A Novel 7 Base Deletion in the Gene on Chromosome 21 for Diagnostic of Keratoconus
Background: Keratoconus is a noninflammatory progressive corneal thinning disorder leading to mixed myopic and irregular astigmatism and is implicated as a major cause of cornea transplants in the Western world. Genetic factors have been suggested as a cause of keratoconus. The stromal thinning of keratoconus corneas is related to increase in degradative enzyme activities. In addition, keratoconus corneas have an abnormal accumulation of cytotoxic byproducts. This may be due to alterations in the processing of reactive oxygen species.

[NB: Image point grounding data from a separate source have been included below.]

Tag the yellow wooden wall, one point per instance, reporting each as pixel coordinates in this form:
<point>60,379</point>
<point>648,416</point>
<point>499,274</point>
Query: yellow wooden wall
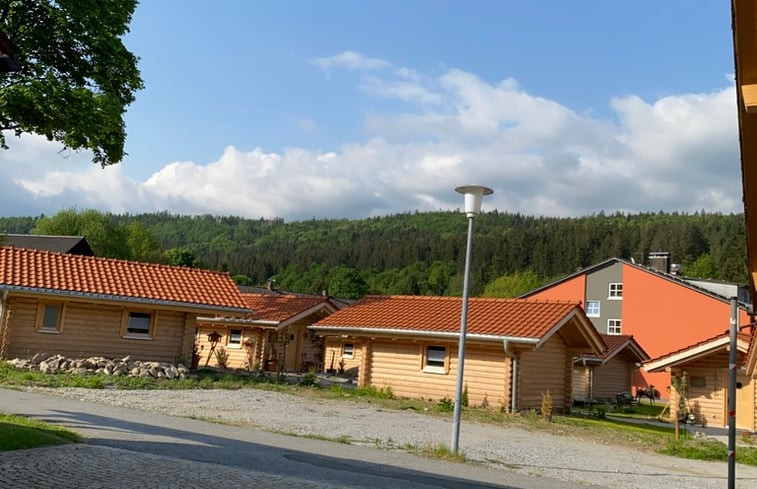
<point>710,403</point>
<point>333,355</point>
<point>540,370</point>
<point>90,329</point>
<point>613,377</point>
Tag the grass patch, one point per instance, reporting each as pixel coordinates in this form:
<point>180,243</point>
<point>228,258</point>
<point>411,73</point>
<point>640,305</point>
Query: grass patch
<point>609,430</point>
<point>17,432</point>
<point>440,451</point>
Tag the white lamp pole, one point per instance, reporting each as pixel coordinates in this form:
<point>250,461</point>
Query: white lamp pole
<point>473,196</point>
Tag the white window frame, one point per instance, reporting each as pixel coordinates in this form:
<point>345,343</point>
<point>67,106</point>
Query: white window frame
<point>231,342</point>
<point>591,314</point>
<point>615,291</point>
<point>435,365</point>
<point>614,326</point>
<point>137,335</point>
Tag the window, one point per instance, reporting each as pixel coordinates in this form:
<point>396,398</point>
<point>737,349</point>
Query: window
<point>235,338</point>
<point>613,326</point>
<point>49,318</point>
<point>616,291</point>
<point>592,308</point>
<point>138,325</point>
<point>435,359</point>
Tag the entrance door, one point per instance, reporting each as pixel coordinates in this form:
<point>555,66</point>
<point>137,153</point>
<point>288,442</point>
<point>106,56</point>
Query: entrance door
<point>745,403</point>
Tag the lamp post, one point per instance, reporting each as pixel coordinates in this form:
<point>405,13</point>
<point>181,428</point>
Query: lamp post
<point>473,196</point>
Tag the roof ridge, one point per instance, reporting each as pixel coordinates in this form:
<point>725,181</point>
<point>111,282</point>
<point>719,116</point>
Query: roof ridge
<point>104,259</point>
<point>476,299</point>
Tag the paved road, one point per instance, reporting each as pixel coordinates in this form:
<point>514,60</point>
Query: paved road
<point>127,448</point>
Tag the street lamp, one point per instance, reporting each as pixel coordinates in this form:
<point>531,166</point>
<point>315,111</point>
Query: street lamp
<point>473,196</point>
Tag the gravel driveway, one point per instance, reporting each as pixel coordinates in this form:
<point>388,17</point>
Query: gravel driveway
<point>511,449</point>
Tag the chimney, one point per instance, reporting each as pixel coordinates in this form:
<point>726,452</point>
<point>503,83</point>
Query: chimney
<point>658,260</point>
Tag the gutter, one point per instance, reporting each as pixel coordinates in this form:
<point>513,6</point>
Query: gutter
<point>119,298</point>
<point>426,334</point>
<point>514,375</point>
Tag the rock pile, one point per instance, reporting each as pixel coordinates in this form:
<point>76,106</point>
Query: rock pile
<point>53,364</point>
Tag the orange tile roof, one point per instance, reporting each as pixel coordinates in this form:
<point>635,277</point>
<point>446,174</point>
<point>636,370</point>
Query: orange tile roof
<point>521,318</point>
<point>615,343</point>
<point>107,278</point>
<point>743,337</point>
<point>279,307</point>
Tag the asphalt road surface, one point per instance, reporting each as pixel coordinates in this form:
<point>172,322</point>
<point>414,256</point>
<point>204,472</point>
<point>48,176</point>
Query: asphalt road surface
<point>129,448</point>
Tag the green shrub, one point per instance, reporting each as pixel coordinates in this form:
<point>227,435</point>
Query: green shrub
<point>309,379</point>
<point>222,356</point>
<point>445,405</point>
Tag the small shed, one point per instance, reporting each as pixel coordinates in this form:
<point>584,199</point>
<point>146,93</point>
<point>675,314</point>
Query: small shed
<point>516,350</point>
<point>80,306</point>
<point>272,336</point>
<point>606,375</point>
<point>706,367</point>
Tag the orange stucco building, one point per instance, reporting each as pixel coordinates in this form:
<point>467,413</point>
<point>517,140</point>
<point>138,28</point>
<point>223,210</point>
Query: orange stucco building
<point>664,312</point>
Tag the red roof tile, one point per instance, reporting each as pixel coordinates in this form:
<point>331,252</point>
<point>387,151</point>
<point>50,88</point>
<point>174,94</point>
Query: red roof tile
<point>519,318</point>
<point>616,343</point>
<point>279,308</point>
<point>117,279</point>
<point>743,337</point>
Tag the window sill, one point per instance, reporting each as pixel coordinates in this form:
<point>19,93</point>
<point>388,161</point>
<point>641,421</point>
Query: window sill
<point>48,331</point>
<point>434,370</point>
<point>136,336</point>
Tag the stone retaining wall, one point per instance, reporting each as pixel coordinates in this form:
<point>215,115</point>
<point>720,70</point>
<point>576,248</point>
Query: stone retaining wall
<point>53,364</point>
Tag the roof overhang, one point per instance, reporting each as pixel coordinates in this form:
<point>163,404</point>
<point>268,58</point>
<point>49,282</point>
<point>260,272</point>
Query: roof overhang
<point>585,328</point>
<point>63,294</point>
<point>410,333</point>
<point>694,353</point>
<point>311,310</point>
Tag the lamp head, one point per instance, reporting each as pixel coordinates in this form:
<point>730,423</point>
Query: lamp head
<point>474,194</point>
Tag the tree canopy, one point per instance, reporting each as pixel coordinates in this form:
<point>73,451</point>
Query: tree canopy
<point>76,77</point>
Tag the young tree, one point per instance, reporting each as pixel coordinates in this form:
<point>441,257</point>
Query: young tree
<point>76,77</point>
<point>106,238</point>
<point>508,286</point>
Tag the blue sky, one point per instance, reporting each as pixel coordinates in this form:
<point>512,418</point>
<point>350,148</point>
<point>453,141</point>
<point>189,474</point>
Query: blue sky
<point>330,109</point>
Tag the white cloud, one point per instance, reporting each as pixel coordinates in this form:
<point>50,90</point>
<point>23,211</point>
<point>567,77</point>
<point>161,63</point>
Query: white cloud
<point>542,158</point>
<point>352,61</point>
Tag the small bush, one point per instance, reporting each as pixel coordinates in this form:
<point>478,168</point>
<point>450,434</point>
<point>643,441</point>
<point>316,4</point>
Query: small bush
<point>546,405</point>
<point>445,405</point>
<point>309,379</point>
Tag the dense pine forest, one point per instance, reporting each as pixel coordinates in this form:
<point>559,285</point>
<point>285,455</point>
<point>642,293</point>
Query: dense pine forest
<point>418,253</point>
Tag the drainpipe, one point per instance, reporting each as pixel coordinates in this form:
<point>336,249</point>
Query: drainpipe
<point>3,325</point>
<point>514,376</point>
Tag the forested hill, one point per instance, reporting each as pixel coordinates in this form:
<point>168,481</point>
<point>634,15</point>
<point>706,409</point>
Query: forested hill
<point>420,253</point>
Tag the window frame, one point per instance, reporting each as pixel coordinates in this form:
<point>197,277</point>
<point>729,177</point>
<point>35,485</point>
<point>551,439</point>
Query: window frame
<point>438,367</point>
<point>133,335</point>
<point>615,291</point>
<point>39,320</point>
<point>232,344</point>
<point>615,326</point>
<point>599,309</point>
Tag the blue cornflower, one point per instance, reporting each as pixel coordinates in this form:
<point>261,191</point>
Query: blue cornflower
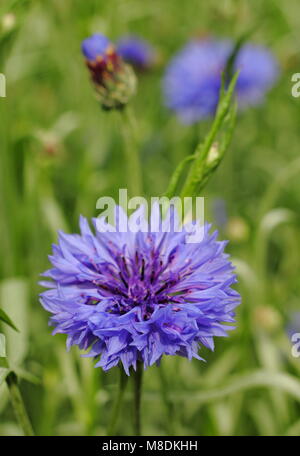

Genetic studies have identified at least four locus for Keratoconus. Technology: UCI inventors performed screening of candidate genes in an attempt to find DNA alterations associated with keratoconus. We screened 16 affected individuals representing unrelated families. All 5 exons of the CONFIDENTIAL gene on human chromosome 21 were sequenced from the DNA of these patients. We identified a 7 base intronic deletion in two keratoconus families. This change segregated within the family and was absent in 200 normal chromosomes. Our results suggest a direct involvement of CONFIDENTIAL gene in the pathophysiology of keratoconus. Application: Diagnostic method: A novel 7 base deletion in the superoxide dismutase gene (SODA) on chromosome 21 for diagnostic and prognostic use in patients with keratoconus, amyotrophic lateral sclerosis (ALS) and Down syndrome.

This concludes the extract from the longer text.